Any bets that after 'The Arab Spring' will come 'The European Summer'??
The Spanish voters, forgetting their past, elected a seriously RC right-wing guvmint - who promptly behaved according to form - as the article says "like Franco".
Bastards.
Our lot will try to be more subtle.
You might hate to admit it, but, err, thank the Lem-o-Crats, who won't have anything at all to do with this proposed internet snooping law.
Dear Raedwald: The draconian penalties announced in Spain seem remarkably similar to those handed down to last summer's violent rioters in English courts. Not sure Draco would be impressed.
Maybe we are in for a "European Spring"/ Mediterranean Summer" but the indignation in Barcelona amounted to attacking the Barcelona Stock Exchange, an institution I had not heard of before, and trashing a branch of Starbucks (McDonalds is so yesterday). Not quite like Benghazi, Dera'a or Homs is it?

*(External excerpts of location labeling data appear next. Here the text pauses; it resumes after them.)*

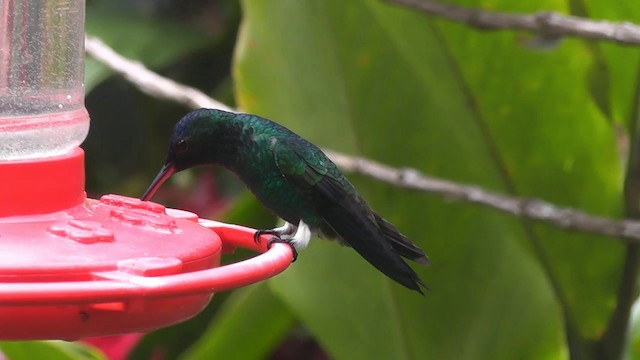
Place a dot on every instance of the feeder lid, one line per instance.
(109, 266)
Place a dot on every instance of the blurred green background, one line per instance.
(503, 110)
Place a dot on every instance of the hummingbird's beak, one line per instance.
(165, 173)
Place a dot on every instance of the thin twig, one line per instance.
(546, 24)
(535, 209)
(148, 81)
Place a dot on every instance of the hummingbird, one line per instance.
(296, 181)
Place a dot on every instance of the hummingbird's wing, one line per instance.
(338, 203)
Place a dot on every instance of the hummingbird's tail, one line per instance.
(380, 245)
(400, 243)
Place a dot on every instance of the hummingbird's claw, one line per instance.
(284, 241)
(258, 233)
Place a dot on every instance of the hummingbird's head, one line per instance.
(190, 144)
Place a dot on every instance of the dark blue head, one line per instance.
(192, 143)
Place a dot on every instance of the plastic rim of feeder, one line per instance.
(72, 267)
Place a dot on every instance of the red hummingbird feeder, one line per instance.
(73, 267)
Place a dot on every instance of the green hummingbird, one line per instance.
(296, 181)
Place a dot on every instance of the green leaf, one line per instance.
(136, 36)
(390, 84)
(50, 350)
(255, 308)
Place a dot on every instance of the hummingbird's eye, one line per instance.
(181, 145)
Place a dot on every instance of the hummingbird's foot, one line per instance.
(284, 241)
(298, 239)
(286, 229)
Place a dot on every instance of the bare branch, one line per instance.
(566, 218)
(546, 24)
(146, 80)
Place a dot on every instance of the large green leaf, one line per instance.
(393, 85)
(50, 350)
(253, 308)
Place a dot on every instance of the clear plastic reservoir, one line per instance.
(41, 78)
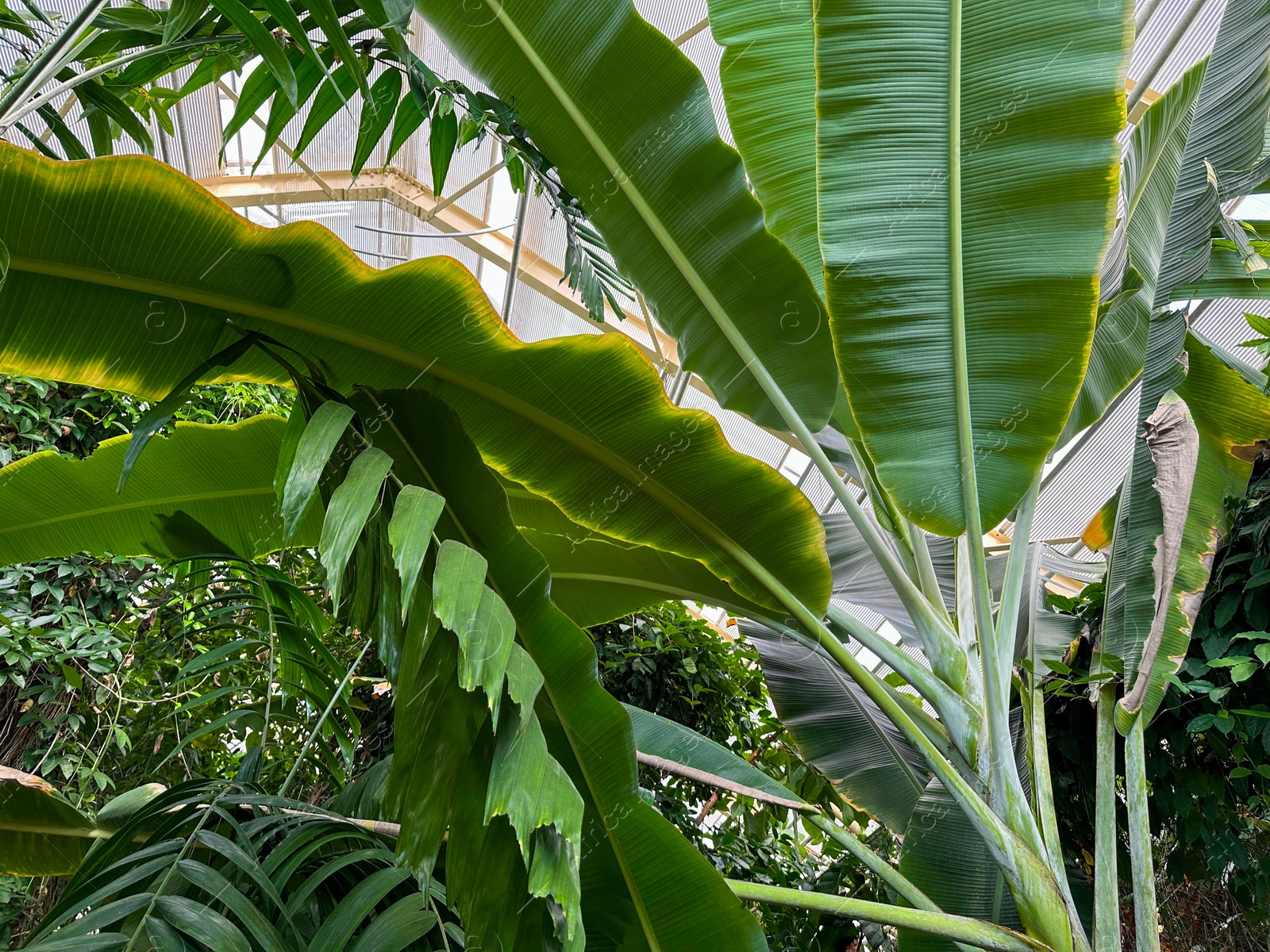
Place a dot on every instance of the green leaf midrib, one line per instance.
(383, 348)
(139, 505)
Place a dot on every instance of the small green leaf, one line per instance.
(202, 924)
(484, 647)
(1241, 673)
(324, 14)
(441, 143)
(352, 911)
(296, 424)
(403, 923)
(349, 508)
(67, 140)
(314, 450)
(457, 585)
(164, 410)
(289, 21)
(414, 518)
(410, 117)
(524, 678)
(333, 94)
(376, 116)
(264, 42)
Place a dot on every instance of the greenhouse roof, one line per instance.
(389, 216)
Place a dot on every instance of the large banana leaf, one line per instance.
(768, 86)
(596, 581)
(1172, 201)
(103, 295)
(1229, 418)
(859, 578)
(673, 742)
(1229, 136)
(645, 879)
(626, 118)
(1151, 168)
(41, 833)
(968, 175)
(202, 490)
(840, 730)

"Maybe we are in for a "European Spring"/ Mediterranean Summer" but the indignation in Barcelona amounted to attacking the Barcelona Stock Exchange, an institution I had not heard of before, and trashing a branch of Starbucks (McDonalds is so yesterday). Not quite like Benghazi, Dera'a or Homs is it?"
It's 'a long road' to Syria but have you read recent Spanish history?
Never heard of Guernica, admittedly it will not be Nazi bombers next[?] time.